Betriebsstart um 4.15 Uhr

Am frühen Montagmorgen sind in Hamburg die ersten Züge über die neue Sternbrücke gefahren. Eine offizielle Eröffnungszeremonie gab es nicht.

Den Auftakt machte gegen 4.15 Uhr der Regionalexpress RE 70 aus Kiel. Laut DIE WELT war der Zug um 3.08 Uhr am Kieler Hauptbahnhof gestartet und über Neumünster und Elmshorn zum Hamburger Hauptbahnhof unterwegs.

Wenig später folgte der Fernverkehr: Der ICE 103 von Hamburg-Altona nach Basel passierte die Brücke gegen 4.30 Uhr. Als erste S-Bahn fuhr die Linie S5 in Richtung Hauptbahnhof um 4.35 Uhr über das neue Bauwerk.

"Hier ist alles planmäßig gelaufen", sagte Janna Widmaier, Projektleiterin der Deutschen Bahn für die neue Sternbrücke, am Montagmorgen dem Sender NDR 90,3.

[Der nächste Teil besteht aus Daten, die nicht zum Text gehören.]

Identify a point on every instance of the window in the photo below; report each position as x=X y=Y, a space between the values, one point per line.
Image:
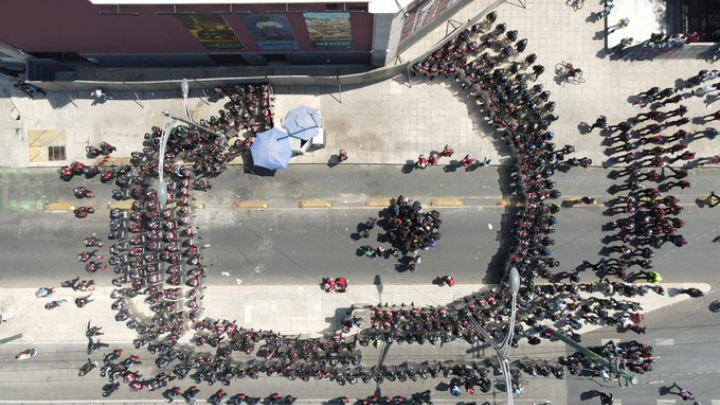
x=275 y=57
x=56 y=153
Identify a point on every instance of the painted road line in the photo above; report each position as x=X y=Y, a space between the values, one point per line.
x=378 y=202
x=120 y=205
x=5 y=184
x=39 y=191
x=58 y=207
x=576 y=202
x=117 y=161
x=447 y=202
x=251 y=204
x=511 y=201
x=315 y=204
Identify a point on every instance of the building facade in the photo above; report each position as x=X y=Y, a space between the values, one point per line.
x=160 y=33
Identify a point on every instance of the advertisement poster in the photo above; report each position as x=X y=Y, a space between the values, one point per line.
x=271 y=31
x=329 y=30
x=212 y=31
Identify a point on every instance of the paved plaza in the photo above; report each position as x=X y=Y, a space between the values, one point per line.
x=387 y=125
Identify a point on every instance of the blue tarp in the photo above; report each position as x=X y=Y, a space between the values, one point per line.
x=271 y=149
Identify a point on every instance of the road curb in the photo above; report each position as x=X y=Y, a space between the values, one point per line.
x=447 y=202
x=58 y=207
x=251 y=204
x=378 y=202
x=315 y=204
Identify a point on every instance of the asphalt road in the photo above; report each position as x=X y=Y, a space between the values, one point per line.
x=288 y=245
x=55 y=369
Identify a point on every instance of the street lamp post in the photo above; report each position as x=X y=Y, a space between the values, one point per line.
x=185 y=88
x=162 y=187
x=170 y=122
x=503 y=350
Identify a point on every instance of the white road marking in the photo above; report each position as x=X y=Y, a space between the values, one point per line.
x=664 y=342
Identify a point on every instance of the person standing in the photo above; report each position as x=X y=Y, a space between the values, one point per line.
x=624 y=22
x=599 y=123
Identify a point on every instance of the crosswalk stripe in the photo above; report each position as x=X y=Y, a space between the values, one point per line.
x=5 y=185
x=39 y=191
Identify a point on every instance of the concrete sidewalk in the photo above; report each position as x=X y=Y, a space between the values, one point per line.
x=387 y=122
x=297 y=310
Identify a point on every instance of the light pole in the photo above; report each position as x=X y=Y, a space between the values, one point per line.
x=162 y=187
x=170 y=122
x=185 y=88
x=503 y=350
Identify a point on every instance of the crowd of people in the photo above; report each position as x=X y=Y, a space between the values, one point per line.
x=157 y=254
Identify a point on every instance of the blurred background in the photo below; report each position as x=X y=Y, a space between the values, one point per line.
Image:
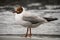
x=47 y=8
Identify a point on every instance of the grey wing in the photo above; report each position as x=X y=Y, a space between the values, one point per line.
x=33 y=19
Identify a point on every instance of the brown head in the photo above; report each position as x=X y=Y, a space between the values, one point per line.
x=18 y=10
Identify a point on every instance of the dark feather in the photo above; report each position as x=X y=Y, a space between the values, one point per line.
x=50 y=19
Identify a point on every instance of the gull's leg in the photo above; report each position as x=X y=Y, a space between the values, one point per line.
x=26 y=33
x=30 y=33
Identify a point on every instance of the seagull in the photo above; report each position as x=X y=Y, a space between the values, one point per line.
x=29 y=20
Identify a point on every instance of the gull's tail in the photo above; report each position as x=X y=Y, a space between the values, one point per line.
x=50 y=19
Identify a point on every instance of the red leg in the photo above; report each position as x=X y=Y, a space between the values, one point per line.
x=26 y=33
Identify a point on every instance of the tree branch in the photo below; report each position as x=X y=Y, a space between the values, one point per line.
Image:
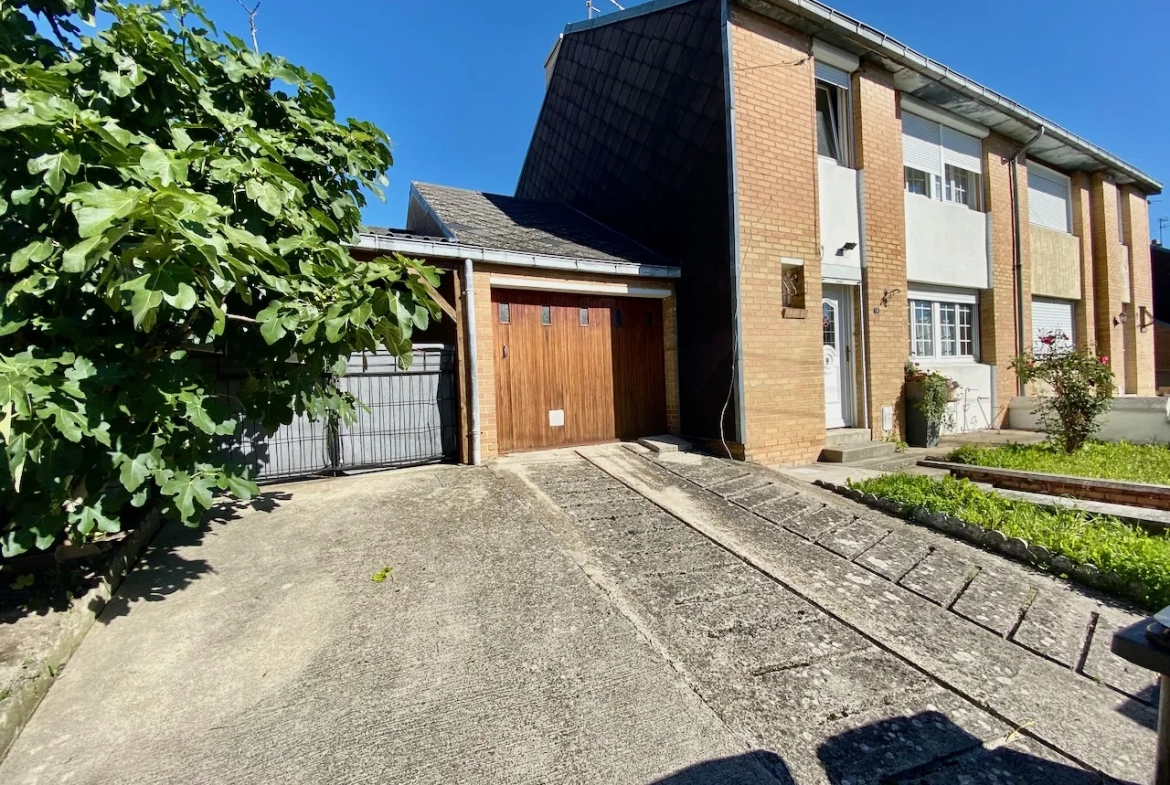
x=252 y=21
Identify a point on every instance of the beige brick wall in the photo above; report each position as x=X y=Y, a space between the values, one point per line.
x=878 y=128
x=1107 y=274
x=776 y=158
x=1082 y=219
x=670 y=349
x=1135 y=218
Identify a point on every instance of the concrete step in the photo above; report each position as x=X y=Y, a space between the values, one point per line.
x=844 y=436
x=857 y=452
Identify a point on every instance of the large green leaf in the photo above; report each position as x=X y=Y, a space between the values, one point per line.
x=55 y=166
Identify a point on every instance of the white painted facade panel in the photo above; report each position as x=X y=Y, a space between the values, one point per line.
x=945 y=243
x=840 y=220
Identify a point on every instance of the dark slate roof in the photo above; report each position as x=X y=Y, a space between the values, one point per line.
x=529 y=226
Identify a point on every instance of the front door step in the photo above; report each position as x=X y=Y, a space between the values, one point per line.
x=854 y=452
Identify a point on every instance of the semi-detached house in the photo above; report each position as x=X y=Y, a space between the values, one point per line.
x=796 y=204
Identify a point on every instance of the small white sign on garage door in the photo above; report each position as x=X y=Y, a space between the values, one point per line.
x=1048 y=317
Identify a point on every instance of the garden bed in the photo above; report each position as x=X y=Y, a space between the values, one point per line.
x=1100 y=551
x=1148 y=463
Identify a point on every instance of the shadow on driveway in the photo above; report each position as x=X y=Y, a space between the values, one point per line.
x=162 y=570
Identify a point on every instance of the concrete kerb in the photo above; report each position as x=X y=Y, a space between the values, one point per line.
x=1133 y=494
x=19 y=706
x=991 y=539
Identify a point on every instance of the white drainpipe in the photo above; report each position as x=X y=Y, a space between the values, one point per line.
x=473 y=366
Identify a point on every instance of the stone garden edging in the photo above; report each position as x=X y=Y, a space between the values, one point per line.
x=1114 y=491
x=19 y=706
x=992 y=539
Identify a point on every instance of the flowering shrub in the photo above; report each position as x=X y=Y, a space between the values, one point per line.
x=937 y=392
x=1081 y=388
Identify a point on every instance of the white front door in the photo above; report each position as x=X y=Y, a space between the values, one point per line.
x=837 y=336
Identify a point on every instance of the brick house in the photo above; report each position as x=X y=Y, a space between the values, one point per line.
x=832 y=204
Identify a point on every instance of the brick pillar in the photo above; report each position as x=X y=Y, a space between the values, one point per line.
x=878 y=126
x=1107 y=274
x=1135 y=219
x=776 y=160
x=486 y=356
x=1082 y=224
x=670 y=349
x=998 y=343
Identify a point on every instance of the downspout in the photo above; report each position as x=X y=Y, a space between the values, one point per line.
x=473 y=365
x=736 y=386
x=1018 y=249
x=864 y=374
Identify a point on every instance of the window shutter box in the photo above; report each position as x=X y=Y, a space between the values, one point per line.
x=1047 y=198
x=1051 y=316
x=826 y=73
x=921 y=144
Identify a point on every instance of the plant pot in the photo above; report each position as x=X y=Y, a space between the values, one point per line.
x=919 y=431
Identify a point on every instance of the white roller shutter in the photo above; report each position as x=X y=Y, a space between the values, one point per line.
x=826 y=73
x=1051 y=316
x=1047 y=198
x=962 y=150
x=921 y=144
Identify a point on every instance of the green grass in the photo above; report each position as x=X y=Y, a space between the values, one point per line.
x=1108 y=544
x=1101 y=460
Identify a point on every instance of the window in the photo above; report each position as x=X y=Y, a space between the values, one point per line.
x=917 y=181
x=943 y=329
x=833 y=114
x=941 y=163
x=1048 y=199
x=962 y=187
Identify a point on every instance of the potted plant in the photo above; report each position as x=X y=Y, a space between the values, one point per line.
x=928 y=398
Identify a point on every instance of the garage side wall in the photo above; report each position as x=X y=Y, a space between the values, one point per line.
x=633 y=133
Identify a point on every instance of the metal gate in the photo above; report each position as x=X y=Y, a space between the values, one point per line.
x=408 y=419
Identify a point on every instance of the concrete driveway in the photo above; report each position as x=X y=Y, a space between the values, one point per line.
x=586 y=617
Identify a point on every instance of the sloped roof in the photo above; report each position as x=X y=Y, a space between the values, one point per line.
x=528 y=226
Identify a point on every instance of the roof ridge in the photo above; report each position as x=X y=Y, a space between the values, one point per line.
x=617 y=232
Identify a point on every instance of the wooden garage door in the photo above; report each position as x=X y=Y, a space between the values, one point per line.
x=573 y=369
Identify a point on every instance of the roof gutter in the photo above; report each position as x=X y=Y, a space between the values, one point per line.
x=883 y=45
x=458 y=252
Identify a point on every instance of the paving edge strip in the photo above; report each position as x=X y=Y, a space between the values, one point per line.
x=18 y=708
x=1013 y=548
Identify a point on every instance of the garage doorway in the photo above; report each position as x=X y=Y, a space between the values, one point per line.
x=577 y=369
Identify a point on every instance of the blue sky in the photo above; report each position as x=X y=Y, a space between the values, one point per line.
x=458 y=84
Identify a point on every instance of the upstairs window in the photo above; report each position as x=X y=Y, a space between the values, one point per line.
x=1048 y=202
x=833 y=115
x=941 y=163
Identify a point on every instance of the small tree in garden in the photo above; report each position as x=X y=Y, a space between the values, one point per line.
x=170 y=195
x=1080 y=387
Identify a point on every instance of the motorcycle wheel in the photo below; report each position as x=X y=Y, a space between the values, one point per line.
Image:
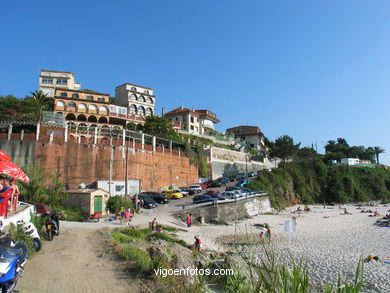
x=37 y=244
x=50 y=235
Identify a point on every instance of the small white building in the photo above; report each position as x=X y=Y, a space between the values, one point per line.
x=350 y=161
x=119 y=188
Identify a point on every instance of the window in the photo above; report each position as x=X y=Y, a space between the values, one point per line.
x=60 y=104
x=133 y=109
x=47 y=80
x=149 y=112
x=141 y=111
x=62 y=81
x=92 y=107
x=119 y=188
x=103 y=109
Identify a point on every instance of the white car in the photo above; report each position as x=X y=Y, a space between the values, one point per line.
x=195 y=188
x=230 y=194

3.700 Tonnen auf 108 Metern

Die neue Sternbrücke wiegt rund 3.700 Tonnen und ist 108 Meter lang. Ihr Einbau gilt als technische Meisterleistung.

Der Rohbau wurde Ende Juli in einer nächtlichen Aktion an seinen endgültigen Platz gebracht. Die Brücke fuhr dabei rund 500 Meter vom Bauort bis zum Bahndamm an der Kreuzung Max-Brauer-Allee und Stresemannstraße, Zentimeter für Zentimeter und an manchen Stellen mit nur 40 Zentimetern Abstand zu den Häusern. Tausende Schaulustige verfolgten das Manöver des niederländischen Spezialteams Mammoet.

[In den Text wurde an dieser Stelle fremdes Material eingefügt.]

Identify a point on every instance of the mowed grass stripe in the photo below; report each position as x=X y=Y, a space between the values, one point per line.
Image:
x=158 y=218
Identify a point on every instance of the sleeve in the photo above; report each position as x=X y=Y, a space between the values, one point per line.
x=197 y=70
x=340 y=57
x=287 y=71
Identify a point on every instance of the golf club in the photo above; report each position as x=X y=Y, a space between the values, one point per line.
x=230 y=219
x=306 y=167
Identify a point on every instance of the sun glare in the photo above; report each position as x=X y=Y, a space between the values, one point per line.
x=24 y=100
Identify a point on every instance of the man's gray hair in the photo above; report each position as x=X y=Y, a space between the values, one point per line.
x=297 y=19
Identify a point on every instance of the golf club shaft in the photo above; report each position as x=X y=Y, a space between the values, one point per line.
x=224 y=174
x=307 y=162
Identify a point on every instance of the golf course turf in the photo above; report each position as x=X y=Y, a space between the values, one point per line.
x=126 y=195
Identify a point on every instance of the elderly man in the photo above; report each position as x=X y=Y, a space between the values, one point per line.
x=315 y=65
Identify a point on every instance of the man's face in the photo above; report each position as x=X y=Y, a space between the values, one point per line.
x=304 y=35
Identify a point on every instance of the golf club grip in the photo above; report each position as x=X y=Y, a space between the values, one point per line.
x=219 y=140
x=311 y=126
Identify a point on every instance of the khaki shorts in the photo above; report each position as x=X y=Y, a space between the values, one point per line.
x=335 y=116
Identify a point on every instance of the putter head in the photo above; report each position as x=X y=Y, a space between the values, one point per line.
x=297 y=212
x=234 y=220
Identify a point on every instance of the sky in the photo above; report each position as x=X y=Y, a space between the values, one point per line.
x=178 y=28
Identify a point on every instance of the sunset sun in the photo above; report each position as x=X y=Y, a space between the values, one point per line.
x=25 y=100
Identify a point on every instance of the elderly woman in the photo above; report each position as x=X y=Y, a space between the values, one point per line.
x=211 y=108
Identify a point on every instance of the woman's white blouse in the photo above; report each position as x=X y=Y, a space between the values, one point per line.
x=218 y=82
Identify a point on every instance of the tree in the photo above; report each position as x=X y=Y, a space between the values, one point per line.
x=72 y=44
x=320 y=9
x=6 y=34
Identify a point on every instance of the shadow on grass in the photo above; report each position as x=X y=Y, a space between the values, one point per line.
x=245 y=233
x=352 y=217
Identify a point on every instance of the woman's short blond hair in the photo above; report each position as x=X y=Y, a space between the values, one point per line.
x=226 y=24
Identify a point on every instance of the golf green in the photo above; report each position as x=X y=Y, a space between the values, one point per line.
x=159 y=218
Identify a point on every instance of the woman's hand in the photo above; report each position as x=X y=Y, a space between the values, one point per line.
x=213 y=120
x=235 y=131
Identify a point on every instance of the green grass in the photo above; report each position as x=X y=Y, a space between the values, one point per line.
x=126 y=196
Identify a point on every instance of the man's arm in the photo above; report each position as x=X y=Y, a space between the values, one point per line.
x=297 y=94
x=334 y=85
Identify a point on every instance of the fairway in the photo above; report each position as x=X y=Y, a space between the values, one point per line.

Die alte Sternbrücke stammte aus dem Jahr 1926. Wegen ihres Zustands und der gestiegenen Anforderungen an den modernen Bahnverkehr entschied sich die Deutsche Bahn für einen Neubau. Insgesamt mussten drei neue Brücken eingebaut werden.

Nach dem Einhub arbeiteten Beschäftigte der Bahn und der Baufirmen laut DIE WELT wochenlang rund um die Uhr daran, die Brücke in das bestehende Schienennetz einzubinden.

Offene Punkte unter der Brücke

Die Strecke zwischen Hamburg-Altona und dem Hauptbahnhof ist ein internationaler Bahnkorridor und Teil einer zentralen Nord-Süd-Achse. Zur Zahl der Züge machen die Quellen unterschiedliche Angaben: tagesschau.de nennt rund 900 Züge pro Tag, DIE WELT beruft sich auf die Deutsche Bahn und spricht von durchschnittlich rund 1000 Zügen.

Die Bahn hatte die Sperrpause um zwei Wochen verlängert, weil die Oberleitungen Probleme machten. Fertig ist trotzdem noch nicht alles.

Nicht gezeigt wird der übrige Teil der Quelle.